Жители затаились до поры до времени, ненавидя немцев и обдумывая, как вернуть человеческое достоинство и утраченную справедливость. Но пока они вынуждены были подчиняться под страхом смерти несправедливым, античеловечным законам оккупантов. Однако немцы так и не поняли, что русский человек всегда руководствовался не правдой закона, а законом правды. Чтобы установить закон правды вопреки законам, вводимым оккупантами, он начал тайком запасаться оружием и боеприпасами, благо этого добра по лесам и на местах боев валялось много, чтобы потом при случае, спасая себя и свою семью, применить его по прямому назначению.

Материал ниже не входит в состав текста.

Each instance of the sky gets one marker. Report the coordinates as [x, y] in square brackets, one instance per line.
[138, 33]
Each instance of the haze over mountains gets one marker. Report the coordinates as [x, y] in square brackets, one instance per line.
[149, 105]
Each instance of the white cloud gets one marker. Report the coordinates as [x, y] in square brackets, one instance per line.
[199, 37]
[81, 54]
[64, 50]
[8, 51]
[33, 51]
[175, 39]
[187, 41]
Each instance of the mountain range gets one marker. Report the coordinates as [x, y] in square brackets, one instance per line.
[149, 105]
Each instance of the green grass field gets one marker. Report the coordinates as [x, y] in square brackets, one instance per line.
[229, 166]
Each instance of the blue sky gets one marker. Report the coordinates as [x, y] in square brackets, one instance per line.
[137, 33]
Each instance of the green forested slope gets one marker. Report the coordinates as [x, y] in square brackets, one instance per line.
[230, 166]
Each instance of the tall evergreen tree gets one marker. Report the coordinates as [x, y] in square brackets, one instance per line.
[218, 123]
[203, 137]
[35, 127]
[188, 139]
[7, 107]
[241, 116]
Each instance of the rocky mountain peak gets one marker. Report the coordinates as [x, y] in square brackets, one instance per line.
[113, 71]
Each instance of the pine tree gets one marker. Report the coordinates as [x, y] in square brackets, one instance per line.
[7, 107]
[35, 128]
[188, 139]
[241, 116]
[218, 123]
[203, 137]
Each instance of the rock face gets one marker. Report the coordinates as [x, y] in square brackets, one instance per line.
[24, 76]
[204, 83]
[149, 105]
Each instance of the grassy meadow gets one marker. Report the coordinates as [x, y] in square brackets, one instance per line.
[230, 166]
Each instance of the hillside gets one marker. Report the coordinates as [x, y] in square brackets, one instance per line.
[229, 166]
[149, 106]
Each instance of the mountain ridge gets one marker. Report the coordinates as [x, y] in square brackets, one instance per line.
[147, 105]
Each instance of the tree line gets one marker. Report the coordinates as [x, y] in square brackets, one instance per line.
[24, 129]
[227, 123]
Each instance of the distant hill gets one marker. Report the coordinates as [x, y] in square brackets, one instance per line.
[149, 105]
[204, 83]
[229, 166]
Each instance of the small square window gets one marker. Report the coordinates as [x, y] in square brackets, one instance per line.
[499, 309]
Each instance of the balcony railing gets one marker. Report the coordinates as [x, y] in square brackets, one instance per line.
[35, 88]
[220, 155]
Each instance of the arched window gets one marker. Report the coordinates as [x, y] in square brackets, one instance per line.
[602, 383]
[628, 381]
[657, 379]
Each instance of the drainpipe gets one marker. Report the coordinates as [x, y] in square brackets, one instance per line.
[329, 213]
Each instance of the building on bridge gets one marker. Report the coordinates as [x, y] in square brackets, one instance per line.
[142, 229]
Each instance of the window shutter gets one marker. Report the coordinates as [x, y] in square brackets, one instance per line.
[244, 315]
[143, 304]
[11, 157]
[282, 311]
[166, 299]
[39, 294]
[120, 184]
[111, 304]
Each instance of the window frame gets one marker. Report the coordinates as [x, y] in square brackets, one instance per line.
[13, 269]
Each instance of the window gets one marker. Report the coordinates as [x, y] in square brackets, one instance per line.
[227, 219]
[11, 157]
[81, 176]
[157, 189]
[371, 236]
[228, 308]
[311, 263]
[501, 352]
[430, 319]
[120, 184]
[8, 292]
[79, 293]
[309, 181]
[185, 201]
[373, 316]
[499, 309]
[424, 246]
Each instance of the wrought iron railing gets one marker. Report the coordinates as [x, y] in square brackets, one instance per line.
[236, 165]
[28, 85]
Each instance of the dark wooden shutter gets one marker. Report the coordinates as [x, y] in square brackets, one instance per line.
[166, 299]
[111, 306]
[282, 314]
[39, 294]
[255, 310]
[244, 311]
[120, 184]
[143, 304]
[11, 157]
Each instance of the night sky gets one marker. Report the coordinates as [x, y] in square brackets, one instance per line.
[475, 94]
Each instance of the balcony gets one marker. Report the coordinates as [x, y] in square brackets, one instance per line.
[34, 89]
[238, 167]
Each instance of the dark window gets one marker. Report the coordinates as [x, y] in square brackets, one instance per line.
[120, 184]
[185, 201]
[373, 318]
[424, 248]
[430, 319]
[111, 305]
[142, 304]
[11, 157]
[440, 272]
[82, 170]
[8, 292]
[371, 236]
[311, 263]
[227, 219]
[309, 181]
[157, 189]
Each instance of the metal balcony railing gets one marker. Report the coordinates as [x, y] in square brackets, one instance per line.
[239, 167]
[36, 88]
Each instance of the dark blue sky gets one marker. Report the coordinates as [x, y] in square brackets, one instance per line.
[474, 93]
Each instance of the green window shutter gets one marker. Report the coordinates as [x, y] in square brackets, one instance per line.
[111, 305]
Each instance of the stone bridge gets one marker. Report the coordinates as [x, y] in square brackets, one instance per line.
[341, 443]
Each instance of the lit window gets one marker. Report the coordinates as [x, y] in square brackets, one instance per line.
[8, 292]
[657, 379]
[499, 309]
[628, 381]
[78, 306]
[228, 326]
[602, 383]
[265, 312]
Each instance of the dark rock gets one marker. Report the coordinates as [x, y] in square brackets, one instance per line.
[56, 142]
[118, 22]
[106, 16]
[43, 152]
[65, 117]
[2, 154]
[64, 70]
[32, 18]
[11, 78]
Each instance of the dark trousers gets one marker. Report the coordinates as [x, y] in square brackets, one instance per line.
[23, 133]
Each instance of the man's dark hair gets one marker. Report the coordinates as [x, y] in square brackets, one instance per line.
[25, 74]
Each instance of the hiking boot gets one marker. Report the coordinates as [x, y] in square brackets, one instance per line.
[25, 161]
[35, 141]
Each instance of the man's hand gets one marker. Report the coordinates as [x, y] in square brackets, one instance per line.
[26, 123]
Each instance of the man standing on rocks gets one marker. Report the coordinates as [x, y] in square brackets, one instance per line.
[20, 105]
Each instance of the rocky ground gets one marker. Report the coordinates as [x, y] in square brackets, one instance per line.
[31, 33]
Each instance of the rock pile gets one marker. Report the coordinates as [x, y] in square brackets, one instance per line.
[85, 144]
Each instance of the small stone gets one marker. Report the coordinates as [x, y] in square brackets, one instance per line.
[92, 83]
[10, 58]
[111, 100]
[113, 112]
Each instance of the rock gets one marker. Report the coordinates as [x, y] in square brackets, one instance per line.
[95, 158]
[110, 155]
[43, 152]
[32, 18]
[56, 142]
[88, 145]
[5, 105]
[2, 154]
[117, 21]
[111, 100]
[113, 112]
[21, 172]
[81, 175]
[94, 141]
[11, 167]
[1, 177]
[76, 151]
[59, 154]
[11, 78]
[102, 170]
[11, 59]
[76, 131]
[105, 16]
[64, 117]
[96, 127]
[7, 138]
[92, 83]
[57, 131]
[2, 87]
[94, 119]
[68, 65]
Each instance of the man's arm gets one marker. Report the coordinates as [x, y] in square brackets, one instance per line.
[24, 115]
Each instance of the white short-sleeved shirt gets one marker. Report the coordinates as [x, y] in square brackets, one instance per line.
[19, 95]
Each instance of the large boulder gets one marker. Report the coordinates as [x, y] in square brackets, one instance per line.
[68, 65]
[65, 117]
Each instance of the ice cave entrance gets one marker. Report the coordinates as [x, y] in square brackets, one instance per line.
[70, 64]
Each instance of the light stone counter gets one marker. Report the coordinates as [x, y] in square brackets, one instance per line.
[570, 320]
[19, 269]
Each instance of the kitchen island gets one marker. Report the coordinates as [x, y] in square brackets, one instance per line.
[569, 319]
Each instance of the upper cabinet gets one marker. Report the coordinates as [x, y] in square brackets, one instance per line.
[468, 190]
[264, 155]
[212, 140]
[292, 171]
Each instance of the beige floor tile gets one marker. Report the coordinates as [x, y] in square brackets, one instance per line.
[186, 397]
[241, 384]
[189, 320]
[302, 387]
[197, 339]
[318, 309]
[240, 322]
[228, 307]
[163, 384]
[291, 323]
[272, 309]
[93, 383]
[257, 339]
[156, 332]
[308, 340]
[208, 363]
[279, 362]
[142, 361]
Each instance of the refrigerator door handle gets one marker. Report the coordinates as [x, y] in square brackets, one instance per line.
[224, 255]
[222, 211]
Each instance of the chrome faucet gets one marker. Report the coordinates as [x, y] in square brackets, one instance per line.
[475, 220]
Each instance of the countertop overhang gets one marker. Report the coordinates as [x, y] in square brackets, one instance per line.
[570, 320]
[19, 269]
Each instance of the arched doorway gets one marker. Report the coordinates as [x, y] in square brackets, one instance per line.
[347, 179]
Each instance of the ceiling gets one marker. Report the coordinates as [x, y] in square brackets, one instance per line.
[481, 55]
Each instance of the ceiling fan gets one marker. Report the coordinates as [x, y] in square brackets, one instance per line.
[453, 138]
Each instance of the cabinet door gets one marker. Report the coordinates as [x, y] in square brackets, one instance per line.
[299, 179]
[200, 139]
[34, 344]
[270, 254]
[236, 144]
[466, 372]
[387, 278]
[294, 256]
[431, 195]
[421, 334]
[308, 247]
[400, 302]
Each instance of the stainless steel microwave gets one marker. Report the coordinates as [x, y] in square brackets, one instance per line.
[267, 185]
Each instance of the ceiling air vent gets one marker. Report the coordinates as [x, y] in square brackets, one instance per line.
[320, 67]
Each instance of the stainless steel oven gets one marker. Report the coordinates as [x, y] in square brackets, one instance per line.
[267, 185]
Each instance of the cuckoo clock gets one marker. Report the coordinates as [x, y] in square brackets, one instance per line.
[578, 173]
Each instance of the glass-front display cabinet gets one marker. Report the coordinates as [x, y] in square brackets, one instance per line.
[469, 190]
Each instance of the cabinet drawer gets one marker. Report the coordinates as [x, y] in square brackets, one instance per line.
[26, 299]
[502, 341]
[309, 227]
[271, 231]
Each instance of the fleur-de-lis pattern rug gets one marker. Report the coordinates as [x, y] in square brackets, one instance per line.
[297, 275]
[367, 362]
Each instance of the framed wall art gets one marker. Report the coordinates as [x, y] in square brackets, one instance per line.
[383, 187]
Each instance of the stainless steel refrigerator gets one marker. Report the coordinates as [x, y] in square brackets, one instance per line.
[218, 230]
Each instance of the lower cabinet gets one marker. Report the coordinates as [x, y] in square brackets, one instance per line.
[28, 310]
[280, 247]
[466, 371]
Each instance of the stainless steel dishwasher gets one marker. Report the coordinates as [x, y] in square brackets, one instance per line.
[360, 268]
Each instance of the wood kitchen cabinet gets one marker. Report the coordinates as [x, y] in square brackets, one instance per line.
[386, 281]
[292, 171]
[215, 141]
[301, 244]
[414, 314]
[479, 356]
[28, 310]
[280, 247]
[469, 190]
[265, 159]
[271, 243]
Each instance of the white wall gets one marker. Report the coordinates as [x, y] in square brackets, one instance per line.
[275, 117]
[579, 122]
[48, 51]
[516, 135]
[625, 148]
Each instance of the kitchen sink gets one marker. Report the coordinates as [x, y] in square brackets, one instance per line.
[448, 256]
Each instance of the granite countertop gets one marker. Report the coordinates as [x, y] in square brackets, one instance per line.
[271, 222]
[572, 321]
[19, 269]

Тон стали задавать те, кого называли контрреволюционными элементами, выпущенные из тюрем уголовники, а также широкие слои обывателей, которые очень приветливо встречали немцев и спешили занять лучшие места по службе. В числе этих добровольных помощников оказалась, как ни странно, немалая часть интеллигенции: учителя, инженеры, медицинские работники, бухгалтеры, а также функционеры советских органов власти и даже коммунисты. К сожалению, предателей в лице полицейских, власовцев, членов администрации и других пособников режима в начале войны оказалось гораздо больше, чем партизан и подпольщиков. Несколько сот человек в Идрицком и Себежском районах служили в местной вспомогательной полиции, старостами, бургомистрами, членами управ. Кроме того, много людей служило на вспомогательных должностях в вермахте, военизированных и полицейских формированиях СС и СД.
Старшиной Томсинской волости был назначен житель города Гришманы по прозвищу Барабошка- Лепешка, до войны побывавший в тюрьме, после освобождения из которой занимался мелкими шабашками, пьянствовал. Когда в Томсине появились немцы, он первый предложил им свои услуги. В деревне Горелики Бояриновского сельсовета назначенный немцами бургомистр Григорий Ервинский разместил гарнизон полицейских. Этот предатель при «новой власти» свирепствовал, выслуживаясь перед своими хозяевами. «Хватит сидеть на шее у родителей, посмотрите Европу», — ехидно смеялся бургомистр, насильно отправляя в поселок Идрица молодежь, откуда ее тут же угоняли в Германию на принудительные работы.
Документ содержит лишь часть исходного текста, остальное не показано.